The goal of medicine, according to Kass, is the preservation of health. The word “health” in English means “wholeness.” It is derived from the
Old English hal, which is also the origin of “whole.” For Kass “wholeness” involves a “fully formed mature organism … composed of parts. It is a structure and not a
heap.” Additionally, wholeness includes the “working-well of the work done” by a person’s body. Thus, health consists of a proper balance of parts that
make up the whole and the workings of the whole human being. In order to demonstrate his point, Kass takes the example of a squirrel. A healthy squirrel is
not just a squirrel with a normal digestive tract, it is a squirrel who acts and looks like a squirrel. It leaps from tree to tree, runs, gathers, and
buries. All of these characteristics tell us that this is a fully-functioning, whole squirrel—a healthy squirrel. Similarly, a healthy human being acts
and looks like a human being. While this concept may seem vague, Kass’s point is well-taken; a healthy human is “recognizable if not definable.”

A good example of preserving health is the well-child visit in a pediatrician’s office, where physicians check for normal growth and development. This
demonstrates that “health is a good in its own right, not merely a privation of one or all evils.” In other words, pediatricians don’t just see children
who are sick (though they do that, too); they also see children who are healthy. And in doing so they help make sure that these children remain healthy. Family medicine physicians do something similar with adults. They see their patients on a regular basis
to ensure that patients are exercising, eating right, and have no abnormal blood counts or cholesterol numbers, and that they are otherwise doing well.

Check-ups like these are as important as giving a patient antibiotics for pneumonia. Medicine involves figuring out how to maintain the excellent functioning of a human
being. It necessarily includes what today we call preventive medicine: vaccines, cessation of smoking, a healthy diet, an active lifestyle. This view of medicine necessarily involves the patient as a partner to the physician: both work together to help maintain the health of the patient.
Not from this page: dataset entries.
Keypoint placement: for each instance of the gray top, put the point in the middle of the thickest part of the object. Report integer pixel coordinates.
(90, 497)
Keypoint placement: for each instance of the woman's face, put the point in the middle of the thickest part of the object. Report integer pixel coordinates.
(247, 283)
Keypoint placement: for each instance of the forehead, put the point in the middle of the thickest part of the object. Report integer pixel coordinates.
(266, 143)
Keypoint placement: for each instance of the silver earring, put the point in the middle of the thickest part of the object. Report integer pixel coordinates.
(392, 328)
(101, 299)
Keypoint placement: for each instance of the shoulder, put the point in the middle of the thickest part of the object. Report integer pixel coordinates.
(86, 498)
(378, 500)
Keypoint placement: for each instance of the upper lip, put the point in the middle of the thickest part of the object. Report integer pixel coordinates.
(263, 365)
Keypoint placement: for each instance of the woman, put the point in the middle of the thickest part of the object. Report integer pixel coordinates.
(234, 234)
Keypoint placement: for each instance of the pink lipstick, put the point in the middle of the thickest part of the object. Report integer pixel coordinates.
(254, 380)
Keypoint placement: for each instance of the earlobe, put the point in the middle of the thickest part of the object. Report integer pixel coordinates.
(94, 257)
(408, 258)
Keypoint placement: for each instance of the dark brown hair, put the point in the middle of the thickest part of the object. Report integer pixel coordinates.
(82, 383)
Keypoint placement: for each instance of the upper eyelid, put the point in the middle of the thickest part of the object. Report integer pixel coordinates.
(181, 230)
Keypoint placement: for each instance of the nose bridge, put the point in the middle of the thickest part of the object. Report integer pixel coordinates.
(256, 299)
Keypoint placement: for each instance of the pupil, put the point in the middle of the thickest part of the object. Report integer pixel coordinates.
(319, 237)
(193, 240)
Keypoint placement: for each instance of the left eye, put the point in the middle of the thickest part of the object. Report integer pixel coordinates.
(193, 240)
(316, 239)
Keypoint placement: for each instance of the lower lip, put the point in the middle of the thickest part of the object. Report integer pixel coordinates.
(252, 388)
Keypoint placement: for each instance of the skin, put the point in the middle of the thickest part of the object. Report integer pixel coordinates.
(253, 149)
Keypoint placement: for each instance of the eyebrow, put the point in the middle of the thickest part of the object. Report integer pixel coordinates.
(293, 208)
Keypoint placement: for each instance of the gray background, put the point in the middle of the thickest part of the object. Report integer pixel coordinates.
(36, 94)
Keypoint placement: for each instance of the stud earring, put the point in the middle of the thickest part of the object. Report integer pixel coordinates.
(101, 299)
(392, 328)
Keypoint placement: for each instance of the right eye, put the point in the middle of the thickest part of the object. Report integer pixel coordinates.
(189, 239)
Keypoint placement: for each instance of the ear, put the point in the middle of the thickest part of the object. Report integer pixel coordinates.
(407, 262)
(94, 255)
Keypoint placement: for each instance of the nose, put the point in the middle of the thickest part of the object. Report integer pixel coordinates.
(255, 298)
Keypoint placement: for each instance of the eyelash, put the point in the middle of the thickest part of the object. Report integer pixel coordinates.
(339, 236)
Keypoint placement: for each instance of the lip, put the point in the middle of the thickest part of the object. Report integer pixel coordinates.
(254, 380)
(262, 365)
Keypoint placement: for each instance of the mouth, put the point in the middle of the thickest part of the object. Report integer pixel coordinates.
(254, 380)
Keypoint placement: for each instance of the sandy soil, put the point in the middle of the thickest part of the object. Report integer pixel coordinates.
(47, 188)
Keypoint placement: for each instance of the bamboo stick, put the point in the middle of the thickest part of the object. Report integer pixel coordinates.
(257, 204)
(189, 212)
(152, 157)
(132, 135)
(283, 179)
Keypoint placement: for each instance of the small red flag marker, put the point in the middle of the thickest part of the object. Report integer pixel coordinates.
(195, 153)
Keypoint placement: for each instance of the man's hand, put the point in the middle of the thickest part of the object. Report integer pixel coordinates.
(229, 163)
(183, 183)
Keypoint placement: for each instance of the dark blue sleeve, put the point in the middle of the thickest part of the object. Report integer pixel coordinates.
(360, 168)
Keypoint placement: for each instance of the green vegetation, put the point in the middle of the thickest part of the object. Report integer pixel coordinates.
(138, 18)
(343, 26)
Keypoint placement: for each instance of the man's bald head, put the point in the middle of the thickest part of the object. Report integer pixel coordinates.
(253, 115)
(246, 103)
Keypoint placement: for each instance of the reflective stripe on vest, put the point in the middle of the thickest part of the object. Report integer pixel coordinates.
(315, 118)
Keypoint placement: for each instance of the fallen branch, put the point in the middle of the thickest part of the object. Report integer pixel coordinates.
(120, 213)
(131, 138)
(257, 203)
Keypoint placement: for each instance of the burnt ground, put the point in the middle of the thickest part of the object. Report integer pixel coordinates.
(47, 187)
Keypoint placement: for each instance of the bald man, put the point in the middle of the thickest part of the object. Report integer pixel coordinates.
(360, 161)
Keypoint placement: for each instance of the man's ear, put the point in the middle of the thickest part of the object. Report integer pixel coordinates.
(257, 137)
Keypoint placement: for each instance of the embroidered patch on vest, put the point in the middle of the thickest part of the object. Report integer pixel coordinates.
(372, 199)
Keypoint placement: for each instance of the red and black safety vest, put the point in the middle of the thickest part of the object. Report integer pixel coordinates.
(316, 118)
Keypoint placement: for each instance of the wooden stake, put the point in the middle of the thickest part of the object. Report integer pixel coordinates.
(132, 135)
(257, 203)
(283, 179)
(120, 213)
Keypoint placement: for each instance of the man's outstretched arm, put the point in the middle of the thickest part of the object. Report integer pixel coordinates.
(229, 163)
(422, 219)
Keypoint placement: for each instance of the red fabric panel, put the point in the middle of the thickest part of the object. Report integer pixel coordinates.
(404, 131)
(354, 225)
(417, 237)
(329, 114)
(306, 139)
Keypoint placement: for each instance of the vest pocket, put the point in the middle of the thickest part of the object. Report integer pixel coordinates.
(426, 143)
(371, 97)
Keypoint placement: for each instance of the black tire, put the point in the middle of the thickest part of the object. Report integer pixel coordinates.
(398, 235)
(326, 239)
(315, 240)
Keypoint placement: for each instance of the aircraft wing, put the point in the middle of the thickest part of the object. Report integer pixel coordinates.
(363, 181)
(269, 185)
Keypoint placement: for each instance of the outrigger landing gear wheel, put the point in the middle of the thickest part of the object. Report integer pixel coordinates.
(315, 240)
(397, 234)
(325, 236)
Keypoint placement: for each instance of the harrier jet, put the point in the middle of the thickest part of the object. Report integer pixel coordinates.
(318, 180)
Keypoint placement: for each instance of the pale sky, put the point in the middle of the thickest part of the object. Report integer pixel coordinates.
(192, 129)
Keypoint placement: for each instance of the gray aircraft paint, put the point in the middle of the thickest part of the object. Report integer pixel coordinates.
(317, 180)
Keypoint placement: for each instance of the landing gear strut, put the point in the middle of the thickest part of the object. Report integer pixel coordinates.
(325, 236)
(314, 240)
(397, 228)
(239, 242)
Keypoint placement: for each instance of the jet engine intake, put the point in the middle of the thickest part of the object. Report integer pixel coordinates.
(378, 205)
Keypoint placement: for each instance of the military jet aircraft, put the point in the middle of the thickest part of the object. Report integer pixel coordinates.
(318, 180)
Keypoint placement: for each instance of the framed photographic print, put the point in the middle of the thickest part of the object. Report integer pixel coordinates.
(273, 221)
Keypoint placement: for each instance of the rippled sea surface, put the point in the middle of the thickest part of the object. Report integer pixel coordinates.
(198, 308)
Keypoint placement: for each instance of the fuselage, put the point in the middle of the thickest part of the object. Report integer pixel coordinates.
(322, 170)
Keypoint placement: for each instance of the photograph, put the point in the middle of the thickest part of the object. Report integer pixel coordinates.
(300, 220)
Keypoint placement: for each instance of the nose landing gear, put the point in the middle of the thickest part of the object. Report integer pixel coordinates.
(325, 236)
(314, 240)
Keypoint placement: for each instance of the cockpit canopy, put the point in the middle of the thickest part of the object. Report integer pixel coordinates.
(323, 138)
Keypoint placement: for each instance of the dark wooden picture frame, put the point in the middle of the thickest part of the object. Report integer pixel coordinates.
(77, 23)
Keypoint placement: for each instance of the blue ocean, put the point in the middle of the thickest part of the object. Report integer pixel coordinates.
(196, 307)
Many of the things we expect from medicine today do not fall under Kass’s definition of health. The injection of Botox to make one look younger, for example, does not
involve health in any way whatsoever. Having wrinkles in one’s face does not affect the excellent functioning of a person. Endocrinologists, plastic
surgeons, psychiatrists, and many other specialists and generalists all deal with patients who request the kinds of procedures that go beyond health. Whether these procedures ought
to be available is a completely separate question from whether these services fall under the purview of the physician. If physicians perform them for
patients, then physicians, I think, become service providers to the highest bidder. They become technicians at the whim of patients. (Kass addressed some of these same themes about the difference between therapy and enhancement in his 2003 New Atlantis essay “Ageless Bodies, Happy Souls.”)
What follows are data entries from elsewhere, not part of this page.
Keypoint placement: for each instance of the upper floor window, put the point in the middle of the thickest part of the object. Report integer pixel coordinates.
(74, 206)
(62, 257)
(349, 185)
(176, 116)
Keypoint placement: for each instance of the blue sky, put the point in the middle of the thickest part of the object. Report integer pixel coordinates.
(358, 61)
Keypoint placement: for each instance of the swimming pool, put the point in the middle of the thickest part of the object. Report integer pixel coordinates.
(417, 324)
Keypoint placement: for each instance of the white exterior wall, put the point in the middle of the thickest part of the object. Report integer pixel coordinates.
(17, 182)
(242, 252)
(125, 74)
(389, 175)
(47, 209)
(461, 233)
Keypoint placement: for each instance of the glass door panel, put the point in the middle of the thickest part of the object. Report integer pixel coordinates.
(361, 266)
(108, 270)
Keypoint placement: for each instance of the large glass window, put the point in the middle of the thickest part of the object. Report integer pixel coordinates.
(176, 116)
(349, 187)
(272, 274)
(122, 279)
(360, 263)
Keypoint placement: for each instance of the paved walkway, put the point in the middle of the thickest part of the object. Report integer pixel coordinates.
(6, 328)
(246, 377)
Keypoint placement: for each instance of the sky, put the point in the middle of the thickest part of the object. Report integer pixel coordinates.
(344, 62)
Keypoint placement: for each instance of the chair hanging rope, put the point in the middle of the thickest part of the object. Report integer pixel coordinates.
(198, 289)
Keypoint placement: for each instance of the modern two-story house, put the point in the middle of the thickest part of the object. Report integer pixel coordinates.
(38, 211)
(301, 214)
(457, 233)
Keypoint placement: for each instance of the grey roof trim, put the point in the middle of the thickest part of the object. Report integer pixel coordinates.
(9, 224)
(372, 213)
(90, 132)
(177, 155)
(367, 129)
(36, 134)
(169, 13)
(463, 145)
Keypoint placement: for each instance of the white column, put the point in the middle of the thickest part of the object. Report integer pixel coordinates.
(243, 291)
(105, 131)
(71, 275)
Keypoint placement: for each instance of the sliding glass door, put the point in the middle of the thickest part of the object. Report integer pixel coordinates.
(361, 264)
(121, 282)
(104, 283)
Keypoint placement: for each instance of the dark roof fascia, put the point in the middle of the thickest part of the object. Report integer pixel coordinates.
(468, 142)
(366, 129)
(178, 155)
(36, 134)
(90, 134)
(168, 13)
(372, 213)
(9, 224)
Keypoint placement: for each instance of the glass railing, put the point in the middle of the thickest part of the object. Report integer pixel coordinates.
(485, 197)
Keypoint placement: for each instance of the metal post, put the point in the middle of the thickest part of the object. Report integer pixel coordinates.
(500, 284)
To be sure, Kass’s 1975 essay does not go into the kind of detailed, philosophical argument that we might hope for. Kass himself admits this when he writes,
“large questions still remain” and “I am not seeking a precise definition of health.” But he gives us a basic and firm outline of the purpose of medicine
and we would be remiss if we didn’t study this purpose carefully. Without a purpose,
medicine lacks moral certainty or a soul. None of us, within medicine or without, can afford that.